To make things even more nebulous, reverse causality could be at play in the biologic effects of artificial sweeteners. In other words, the consumption of artificial sweeteners could result in metabolic derangements. Alternatively, those who are overweight or hypertensive may be drawn to the consumption of artificial sweeteners.

Metabolic syndrome

Let’s take a look at two different studies that examined the near- and long-term effects of artificial sweeteners on metabolic syndrome and diabetes:

In the first—a low-power study of short-term changes in biomarkers—normoglycemic participants consumed pure forms of sucralose and aspartame daily for 2 weeks. Outcomes examined included serum glucose levels, insulin levels, glucagon-like peptide-1 (GLP-1), and leptin. The researchers observed no effect of these artificial sweeteners on biomarkers. Interestingly, other researchers have indicated that acute doses of these artificial sweeteners negatively influence insulin and blood glucose levels.
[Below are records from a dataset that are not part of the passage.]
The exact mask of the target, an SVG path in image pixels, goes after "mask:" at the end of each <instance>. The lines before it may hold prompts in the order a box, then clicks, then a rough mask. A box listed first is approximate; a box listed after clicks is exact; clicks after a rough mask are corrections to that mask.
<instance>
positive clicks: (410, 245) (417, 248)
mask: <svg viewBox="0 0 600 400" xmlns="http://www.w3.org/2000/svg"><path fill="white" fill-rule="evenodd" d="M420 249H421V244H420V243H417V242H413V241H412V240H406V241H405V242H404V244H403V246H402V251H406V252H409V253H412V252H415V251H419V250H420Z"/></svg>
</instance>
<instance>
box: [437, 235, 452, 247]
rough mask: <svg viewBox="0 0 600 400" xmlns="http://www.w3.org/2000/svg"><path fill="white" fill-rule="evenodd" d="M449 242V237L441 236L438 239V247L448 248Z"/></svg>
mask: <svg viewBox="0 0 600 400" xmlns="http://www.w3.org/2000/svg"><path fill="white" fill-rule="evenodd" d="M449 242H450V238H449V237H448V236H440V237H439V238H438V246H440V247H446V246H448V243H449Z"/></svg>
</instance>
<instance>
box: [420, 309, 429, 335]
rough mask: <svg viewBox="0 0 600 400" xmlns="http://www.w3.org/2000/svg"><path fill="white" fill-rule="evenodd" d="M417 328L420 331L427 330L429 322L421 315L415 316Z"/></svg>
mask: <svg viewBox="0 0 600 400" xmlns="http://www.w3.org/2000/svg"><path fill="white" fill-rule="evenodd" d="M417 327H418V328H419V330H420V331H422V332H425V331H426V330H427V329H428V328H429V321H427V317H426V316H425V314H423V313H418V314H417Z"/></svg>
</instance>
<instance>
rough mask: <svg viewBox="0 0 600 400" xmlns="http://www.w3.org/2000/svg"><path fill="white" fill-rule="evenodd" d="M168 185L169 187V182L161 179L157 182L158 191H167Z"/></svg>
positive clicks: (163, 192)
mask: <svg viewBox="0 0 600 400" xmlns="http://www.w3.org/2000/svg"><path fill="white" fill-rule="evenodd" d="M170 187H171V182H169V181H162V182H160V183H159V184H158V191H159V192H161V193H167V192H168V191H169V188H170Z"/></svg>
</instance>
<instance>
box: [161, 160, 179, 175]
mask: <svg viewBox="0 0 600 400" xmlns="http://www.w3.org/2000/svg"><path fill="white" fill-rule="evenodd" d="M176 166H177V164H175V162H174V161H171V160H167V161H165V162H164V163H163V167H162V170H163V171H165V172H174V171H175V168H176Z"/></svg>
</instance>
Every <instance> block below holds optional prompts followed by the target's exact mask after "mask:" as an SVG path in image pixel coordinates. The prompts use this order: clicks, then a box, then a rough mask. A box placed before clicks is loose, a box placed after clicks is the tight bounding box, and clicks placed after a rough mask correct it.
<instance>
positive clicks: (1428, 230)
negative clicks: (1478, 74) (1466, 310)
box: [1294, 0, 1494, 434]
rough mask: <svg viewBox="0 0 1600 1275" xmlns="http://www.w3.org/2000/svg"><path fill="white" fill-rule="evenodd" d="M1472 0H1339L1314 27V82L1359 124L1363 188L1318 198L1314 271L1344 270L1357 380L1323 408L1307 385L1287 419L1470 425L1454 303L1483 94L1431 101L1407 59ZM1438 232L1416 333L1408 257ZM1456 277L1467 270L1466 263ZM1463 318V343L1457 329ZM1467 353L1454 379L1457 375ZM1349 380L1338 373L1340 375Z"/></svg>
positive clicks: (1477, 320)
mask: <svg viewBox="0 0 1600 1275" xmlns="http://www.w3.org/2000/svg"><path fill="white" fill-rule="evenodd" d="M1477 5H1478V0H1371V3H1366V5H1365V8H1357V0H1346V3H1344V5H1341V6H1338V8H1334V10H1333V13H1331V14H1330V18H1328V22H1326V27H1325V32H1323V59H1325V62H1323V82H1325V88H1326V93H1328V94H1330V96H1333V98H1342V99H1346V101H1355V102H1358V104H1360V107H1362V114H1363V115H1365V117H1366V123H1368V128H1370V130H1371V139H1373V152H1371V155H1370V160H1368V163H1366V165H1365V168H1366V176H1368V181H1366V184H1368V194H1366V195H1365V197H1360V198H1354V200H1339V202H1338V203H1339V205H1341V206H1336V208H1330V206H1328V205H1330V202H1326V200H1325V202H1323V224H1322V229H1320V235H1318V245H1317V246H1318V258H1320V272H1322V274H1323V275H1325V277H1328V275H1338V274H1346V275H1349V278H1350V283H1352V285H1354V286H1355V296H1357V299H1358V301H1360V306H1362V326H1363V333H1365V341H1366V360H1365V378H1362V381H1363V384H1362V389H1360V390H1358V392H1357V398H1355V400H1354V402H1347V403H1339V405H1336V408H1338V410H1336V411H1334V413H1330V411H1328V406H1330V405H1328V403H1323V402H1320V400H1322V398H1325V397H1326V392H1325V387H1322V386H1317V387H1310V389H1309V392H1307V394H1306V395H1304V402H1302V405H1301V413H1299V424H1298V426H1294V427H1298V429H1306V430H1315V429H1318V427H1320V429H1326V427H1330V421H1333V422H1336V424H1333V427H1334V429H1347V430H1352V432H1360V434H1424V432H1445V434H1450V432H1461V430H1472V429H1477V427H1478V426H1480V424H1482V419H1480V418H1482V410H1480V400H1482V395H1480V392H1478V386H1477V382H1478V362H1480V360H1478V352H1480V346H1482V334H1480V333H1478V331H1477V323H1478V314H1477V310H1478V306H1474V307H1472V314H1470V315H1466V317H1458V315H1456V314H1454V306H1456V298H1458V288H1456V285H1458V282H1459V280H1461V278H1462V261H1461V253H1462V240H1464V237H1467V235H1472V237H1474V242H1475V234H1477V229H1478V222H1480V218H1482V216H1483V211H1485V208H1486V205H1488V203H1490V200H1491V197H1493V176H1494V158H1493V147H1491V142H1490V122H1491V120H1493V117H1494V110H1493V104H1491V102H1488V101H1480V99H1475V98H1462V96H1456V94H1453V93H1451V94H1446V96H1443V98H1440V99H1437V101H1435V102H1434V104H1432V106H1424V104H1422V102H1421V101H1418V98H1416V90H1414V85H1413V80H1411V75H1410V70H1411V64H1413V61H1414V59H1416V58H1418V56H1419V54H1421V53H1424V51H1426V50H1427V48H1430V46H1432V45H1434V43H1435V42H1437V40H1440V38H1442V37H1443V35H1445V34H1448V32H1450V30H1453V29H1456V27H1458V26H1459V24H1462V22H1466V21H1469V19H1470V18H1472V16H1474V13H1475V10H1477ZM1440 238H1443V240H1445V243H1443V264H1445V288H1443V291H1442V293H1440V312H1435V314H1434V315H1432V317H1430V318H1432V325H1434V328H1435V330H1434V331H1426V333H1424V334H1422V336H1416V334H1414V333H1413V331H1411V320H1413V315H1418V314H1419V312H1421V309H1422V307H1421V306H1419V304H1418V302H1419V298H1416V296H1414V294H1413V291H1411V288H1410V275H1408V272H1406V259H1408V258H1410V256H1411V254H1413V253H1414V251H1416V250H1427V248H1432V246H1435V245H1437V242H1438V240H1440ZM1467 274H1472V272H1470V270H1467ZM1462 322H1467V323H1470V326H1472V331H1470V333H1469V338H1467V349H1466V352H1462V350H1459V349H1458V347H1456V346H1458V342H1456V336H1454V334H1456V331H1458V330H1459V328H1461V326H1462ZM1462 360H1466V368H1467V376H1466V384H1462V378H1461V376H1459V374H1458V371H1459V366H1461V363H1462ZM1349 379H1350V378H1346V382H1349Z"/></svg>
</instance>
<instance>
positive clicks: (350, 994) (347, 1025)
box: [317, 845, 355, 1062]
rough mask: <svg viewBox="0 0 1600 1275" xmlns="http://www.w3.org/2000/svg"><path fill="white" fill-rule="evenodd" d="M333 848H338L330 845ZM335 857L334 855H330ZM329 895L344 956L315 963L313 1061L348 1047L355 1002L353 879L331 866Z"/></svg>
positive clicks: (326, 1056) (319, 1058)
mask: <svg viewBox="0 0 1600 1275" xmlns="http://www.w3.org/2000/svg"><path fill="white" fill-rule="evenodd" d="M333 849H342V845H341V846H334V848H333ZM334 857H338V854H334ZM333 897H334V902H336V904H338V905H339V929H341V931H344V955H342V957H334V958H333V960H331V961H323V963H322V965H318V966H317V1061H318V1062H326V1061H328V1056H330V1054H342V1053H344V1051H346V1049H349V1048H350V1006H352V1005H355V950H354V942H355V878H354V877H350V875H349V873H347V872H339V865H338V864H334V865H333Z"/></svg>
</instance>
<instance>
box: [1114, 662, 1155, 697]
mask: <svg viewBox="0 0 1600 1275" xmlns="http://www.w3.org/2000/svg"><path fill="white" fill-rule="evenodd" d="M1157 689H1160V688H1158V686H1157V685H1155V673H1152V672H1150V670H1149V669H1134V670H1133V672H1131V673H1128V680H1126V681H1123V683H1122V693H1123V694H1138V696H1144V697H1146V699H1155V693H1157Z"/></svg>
With regard to long-term effects, researchers of the Multi-Ethnic Study of Atherosclerosis followed 6,814 Caucasian, African American, Hispanic, and Chinese adults aged 45-84 years for subclinical cardiovascular disease. They found that daily diet soda intake resulted in a 67% increase in the relative risk of type diabetes and a 36% increase in the relative risk of metabolic syndrome compared with abstinence.


In a review article published in Current Gastroenterology Reports, researchers delineated how artificial sweeteners affect weight gain, noting that:

“[Artificial sweeteners] activate the oral taste receptors, only partially activate the food reward pathway, and fail to activate the post-ingestion pathway because of the lack of caloric energy. Changes in these pathways ultimately lead to increased appetite, increased food craving, and greater caloric consumption.”


In a nutrition study highlighted in Gut Microbes, investigators assessed microbiome composition and metabolic outcomes in 381 participants without diabetes.

They demonstrated that artificial sweetener intake was related to detrimental changes in BMI, hemoglobin A1c, fasting glucose levels, and blood pressure levels. They also showed that artificial sweeteners altered the gut microbiome in ways that reduced glycemic response. Specifically, they observed augmentation in the Actinobacteria phylum, the Enterobacteriales order, and several taxa from the Clostridiales order.

“This suggests that the gut microbiome composition of an individual may be indicative of his susceptibility and personalized response to [non-caloric artificial sweeteners] or other food related compounds,” the authors wrote. “Thus, this serves as a special case of ‘personalized nutrition’ and suggests that the microbiome should be considered an important ‘player’ when attempting to design individually tailored health-maintaining diets.”

The verdict?

Although artificial sweeteners have been around for a long time, we still don’t understand their seemingly ineffable effects. Looking forward, prospective examination of the long-term effects of artificial sweeteners is necessary. Furthermore, it may be a good idea to focus on the effects of artificial sweeteners on the microbiome, because these changes likely affect absorption and glucose metabolism. Finally, some experts suggest that plant-based sweeteners may be a healthier option and should be further researched.